I’ve seen the musical adaptation of The Mystery of Edwin Drood twice now—first, in the 1990s, at a New Jersey community theater, then at the Roundabout Theatre Co. production at Studio 54, which closed this past weekend. In each case, five minutes after leaving the theater, I couldn’t hum any melodies or recall any lyrics from the show. That does, I think, point to a potentially game-ending aspect of this property, first created in 1985 by Rupert Holmes.
Nevertheless, especially in the case of the Roundabout exercise in theatrical joie de vivre, I thought I’d never seen a musical staged with such good humor, zest and affection. Maybe the backstage proceedings were as dark and violent as in this last, unfinished novel by Charles Dickens, but I’d never know it by what I had just witnessed.
True, Drood’s popularity, both in its most recent incarnation and in the smaller regional productions mounted since its original premiere, owes more than a little bit to its much-discussed marketing ploy: i.e., at each performance, the audience votes on the ending that Dickens hadn’t provided before his death in 1870. (Actually, two endings: they not only identify the murderer, but a couple to be married.)

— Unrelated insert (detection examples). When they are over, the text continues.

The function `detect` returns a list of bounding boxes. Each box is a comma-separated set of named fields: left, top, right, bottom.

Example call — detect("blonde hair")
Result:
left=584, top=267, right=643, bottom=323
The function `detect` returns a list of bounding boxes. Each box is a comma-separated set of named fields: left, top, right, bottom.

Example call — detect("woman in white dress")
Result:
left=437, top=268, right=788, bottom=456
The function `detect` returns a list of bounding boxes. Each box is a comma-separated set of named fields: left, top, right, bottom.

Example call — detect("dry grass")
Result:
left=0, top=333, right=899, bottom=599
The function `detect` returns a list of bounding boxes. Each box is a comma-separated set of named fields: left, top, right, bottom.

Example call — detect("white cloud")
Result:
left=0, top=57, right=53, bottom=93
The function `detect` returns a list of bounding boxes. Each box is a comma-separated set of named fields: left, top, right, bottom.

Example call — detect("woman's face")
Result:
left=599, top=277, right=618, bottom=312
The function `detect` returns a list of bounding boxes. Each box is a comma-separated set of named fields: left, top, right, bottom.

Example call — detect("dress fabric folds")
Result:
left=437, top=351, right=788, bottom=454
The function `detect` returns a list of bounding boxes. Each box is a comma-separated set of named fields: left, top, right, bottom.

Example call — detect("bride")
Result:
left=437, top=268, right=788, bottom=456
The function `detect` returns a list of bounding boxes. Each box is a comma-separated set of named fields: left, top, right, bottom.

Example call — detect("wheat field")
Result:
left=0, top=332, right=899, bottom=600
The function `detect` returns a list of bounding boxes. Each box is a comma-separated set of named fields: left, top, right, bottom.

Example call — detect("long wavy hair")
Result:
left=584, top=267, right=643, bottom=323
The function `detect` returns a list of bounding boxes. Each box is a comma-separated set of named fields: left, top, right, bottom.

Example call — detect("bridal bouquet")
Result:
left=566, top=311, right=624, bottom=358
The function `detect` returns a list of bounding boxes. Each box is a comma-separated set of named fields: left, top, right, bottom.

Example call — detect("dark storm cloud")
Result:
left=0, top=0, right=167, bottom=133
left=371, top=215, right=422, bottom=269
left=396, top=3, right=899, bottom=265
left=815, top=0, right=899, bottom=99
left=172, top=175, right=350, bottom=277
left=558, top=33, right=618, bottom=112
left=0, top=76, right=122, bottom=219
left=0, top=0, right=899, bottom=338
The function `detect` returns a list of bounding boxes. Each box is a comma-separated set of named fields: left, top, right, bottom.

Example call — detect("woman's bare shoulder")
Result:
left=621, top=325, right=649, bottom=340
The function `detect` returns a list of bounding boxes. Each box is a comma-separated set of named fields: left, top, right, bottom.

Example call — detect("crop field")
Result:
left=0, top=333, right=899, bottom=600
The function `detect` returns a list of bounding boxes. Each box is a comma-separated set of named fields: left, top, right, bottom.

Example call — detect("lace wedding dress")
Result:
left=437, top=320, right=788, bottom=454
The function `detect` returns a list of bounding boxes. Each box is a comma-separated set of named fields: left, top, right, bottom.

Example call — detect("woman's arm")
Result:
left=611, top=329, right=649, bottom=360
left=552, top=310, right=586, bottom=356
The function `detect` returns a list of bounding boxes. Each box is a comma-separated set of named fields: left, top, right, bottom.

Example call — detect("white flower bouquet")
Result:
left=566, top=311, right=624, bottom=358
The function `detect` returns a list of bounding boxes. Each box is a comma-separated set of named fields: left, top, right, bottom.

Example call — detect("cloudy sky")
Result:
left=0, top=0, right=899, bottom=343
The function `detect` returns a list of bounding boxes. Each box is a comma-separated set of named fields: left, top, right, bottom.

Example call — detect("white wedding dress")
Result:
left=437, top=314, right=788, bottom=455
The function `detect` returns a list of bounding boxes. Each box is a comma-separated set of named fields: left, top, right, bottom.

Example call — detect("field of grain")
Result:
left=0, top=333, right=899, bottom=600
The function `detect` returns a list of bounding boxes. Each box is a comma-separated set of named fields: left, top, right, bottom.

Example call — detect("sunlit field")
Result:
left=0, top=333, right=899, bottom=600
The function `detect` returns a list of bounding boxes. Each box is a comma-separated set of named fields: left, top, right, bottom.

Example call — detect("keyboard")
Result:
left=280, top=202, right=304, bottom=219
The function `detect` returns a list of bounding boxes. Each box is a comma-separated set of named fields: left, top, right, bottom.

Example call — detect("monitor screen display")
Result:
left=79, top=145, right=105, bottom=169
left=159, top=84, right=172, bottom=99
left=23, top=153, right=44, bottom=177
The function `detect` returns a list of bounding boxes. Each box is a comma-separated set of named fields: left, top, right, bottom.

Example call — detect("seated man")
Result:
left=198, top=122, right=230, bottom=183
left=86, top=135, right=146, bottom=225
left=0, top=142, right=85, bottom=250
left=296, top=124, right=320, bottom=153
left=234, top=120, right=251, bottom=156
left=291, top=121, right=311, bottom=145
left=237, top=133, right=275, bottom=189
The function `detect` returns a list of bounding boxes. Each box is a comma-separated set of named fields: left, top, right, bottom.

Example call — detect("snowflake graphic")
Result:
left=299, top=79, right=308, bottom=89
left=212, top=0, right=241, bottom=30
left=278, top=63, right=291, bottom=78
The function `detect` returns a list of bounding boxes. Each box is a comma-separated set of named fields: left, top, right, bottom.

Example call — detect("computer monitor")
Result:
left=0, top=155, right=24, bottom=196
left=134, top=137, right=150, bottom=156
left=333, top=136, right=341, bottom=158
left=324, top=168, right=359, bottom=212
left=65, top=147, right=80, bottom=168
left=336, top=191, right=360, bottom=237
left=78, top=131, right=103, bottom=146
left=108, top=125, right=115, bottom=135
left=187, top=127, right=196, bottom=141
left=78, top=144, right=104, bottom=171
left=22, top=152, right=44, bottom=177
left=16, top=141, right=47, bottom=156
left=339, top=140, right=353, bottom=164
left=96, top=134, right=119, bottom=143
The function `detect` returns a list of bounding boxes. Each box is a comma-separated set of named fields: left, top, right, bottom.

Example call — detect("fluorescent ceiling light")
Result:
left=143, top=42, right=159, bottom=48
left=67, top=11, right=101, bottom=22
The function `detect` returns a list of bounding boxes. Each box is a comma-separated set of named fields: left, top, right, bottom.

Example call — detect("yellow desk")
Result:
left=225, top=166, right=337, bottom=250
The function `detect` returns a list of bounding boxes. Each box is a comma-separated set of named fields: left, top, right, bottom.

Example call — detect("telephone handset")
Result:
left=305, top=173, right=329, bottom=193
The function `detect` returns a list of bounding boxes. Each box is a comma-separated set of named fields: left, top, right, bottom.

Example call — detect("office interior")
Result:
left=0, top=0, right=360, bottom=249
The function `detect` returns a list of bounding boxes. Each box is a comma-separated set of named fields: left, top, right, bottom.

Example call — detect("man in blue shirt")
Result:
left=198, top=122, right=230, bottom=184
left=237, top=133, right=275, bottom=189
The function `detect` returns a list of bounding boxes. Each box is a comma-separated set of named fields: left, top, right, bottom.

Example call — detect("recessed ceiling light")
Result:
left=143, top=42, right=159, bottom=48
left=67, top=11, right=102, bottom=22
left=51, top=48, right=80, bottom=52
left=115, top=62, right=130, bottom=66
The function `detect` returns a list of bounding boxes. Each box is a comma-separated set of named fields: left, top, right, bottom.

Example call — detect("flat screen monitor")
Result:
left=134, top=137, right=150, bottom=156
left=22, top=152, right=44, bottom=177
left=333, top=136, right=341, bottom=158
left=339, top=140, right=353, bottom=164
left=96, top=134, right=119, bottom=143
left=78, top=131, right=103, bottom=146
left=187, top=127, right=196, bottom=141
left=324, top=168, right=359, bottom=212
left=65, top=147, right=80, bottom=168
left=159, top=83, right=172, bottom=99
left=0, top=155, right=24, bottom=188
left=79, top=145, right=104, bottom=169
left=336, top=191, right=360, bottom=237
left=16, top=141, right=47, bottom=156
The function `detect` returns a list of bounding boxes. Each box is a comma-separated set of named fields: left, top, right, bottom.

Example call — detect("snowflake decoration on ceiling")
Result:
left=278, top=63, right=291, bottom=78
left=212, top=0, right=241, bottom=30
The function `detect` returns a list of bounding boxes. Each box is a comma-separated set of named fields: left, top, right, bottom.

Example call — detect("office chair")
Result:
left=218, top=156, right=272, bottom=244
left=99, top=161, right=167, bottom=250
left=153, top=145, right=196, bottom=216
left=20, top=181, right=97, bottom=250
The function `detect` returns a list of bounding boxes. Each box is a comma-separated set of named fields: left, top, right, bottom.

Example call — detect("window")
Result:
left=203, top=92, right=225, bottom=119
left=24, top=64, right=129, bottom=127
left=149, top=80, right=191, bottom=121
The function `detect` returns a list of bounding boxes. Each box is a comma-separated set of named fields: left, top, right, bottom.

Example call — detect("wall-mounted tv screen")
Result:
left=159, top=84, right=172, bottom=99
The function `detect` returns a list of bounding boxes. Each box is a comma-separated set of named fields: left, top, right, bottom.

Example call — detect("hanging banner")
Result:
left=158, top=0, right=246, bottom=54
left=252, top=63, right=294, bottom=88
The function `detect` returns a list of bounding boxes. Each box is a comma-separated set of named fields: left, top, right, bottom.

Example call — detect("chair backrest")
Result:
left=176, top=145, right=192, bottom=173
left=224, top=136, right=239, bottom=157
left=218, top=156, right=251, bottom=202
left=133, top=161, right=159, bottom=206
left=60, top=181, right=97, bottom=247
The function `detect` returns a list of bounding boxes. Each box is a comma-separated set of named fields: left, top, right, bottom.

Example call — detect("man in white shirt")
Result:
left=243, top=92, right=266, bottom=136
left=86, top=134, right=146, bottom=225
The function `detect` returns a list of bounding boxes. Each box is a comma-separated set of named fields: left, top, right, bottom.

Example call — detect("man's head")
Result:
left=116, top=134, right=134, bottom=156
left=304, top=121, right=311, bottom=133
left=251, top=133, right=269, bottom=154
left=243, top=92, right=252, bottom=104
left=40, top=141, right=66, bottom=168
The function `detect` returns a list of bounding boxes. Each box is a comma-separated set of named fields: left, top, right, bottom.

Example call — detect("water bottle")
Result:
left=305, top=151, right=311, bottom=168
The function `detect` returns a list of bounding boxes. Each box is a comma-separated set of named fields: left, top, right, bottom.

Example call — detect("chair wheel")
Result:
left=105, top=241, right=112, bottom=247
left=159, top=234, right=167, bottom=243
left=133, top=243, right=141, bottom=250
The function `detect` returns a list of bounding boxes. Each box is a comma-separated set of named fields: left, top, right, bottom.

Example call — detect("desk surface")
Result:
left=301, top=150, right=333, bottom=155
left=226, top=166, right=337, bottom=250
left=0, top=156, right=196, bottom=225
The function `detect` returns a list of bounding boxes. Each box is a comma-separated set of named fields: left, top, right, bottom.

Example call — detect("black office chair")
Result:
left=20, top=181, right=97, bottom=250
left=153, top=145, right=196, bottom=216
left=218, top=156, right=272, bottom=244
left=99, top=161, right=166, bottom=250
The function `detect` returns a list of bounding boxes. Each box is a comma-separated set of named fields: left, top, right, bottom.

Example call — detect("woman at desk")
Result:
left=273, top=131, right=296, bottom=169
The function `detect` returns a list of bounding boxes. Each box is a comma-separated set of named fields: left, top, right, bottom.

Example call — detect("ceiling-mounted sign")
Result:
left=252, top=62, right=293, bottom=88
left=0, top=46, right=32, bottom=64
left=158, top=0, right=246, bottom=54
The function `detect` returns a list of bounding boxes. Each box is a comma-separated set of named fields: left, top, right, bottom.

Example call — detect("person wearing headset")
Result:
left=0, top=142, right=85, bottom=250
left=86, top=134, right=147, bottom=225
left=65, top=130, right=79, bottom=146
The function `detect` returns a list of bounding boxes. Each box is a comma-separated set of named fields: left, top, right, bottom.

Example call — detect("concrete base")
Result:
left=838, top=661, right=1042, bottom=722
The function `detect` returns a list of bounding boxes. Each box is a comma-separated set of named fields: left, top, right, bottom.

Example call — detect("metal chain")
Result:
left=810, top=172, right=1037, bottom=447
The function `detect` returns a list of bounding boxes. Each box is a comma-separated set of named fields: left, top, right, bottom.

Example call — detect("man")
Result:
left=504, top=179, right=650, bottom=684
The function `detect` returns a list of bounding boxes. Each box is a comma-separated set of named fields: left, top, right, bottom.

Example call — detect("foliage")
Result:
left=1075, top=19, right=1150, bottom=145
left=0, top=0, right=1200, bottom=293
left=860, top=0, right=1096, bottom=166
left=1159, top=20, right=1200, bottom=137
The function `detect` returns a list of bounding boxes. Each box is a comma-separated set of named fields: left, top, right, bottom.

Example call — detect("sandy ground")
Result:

But I don’t think that was the only factor underlying its success. The fun started with its “envelope,” or play-within-a-play, setting: an 1890s British theatrical troupe, the Music Hall Royale, is staging the mystery, thus allowing the Roundabout’s cast to double up on roles and satirize the conventions of music halls and Victorian melodramas (to which Dickens was addicted).
One of the most effective scenes was the Christmas Eve dinner. Amazingly, Dickens, that most theatrically minded of novelists, did not dramatize the events of that night in his unfinished work. As creator of the musical’s “book,” Holmes took up the challenge and handled it masterfully. I still have my reservations about the show’s lyrics and music (I can only account for the Best Musical Tony it won in its original production because of weak competition from Big Deal, Goblin Market and Personals), but not with the cleverness of Holmes’ plotting.
The “Chairman” introducing that melodrama—really, more like an emcee (or, given how wild the proceedings can be at times, the ringmaster)—was played by Jim Norton, in marvelously droll style as he delivered one straight-faced one-liner after another. The headliner was legendary Broadway musical-comedy star Chita Rivera (West Side Story, Chicago, Kiss of the Spider Woman), still fascinating this time as the Princess Puffer, the mysterious proprietor of an opium den.
Stephanie J. Block, who replaced Sutton Foster as the redoubtable Reno Sweeney in the Roundabout’s Anything Goes, here had the opportunity to put her stamp on a different revival, and she made the most of both her cross-dressing role as the title character, as well as the diva of the theatrical troupe, Miss Alice Nutting. Playing Drood’s uncle John Jasper was Will Chase, who magnificently brought to the surface the secret torment of his character, who, as an opium-den visitor and worshipper of a much younger woman, resembled Dickens. (In the post-show discussion, Roundabout education dramaturg Ted Sod revealed Holmes’ feeling that, had Dickens managed to complete his novel, Robert Louis Stevenson would not have written Dr. Jekyll and Mr. Hyde, since the prototype of the evil, schizophrenic “double” would already have been created.)
Director Scott Ellis, who has helmed several other vibrant Roundabout shows (e.g., Harvey, Twelve Angry Men, Picnic), displayed a similar surehanded grasp of stagecraft here. The Mystery of Edwin Drood could, by now, have acquired as much dust as the home of Dickens’ unhappy Great Expectations spinster, Miss Havisham. This might not have been the most innovative musical comedy, but it was surely among the most crowd-pleasing that I’ve ever witnessed.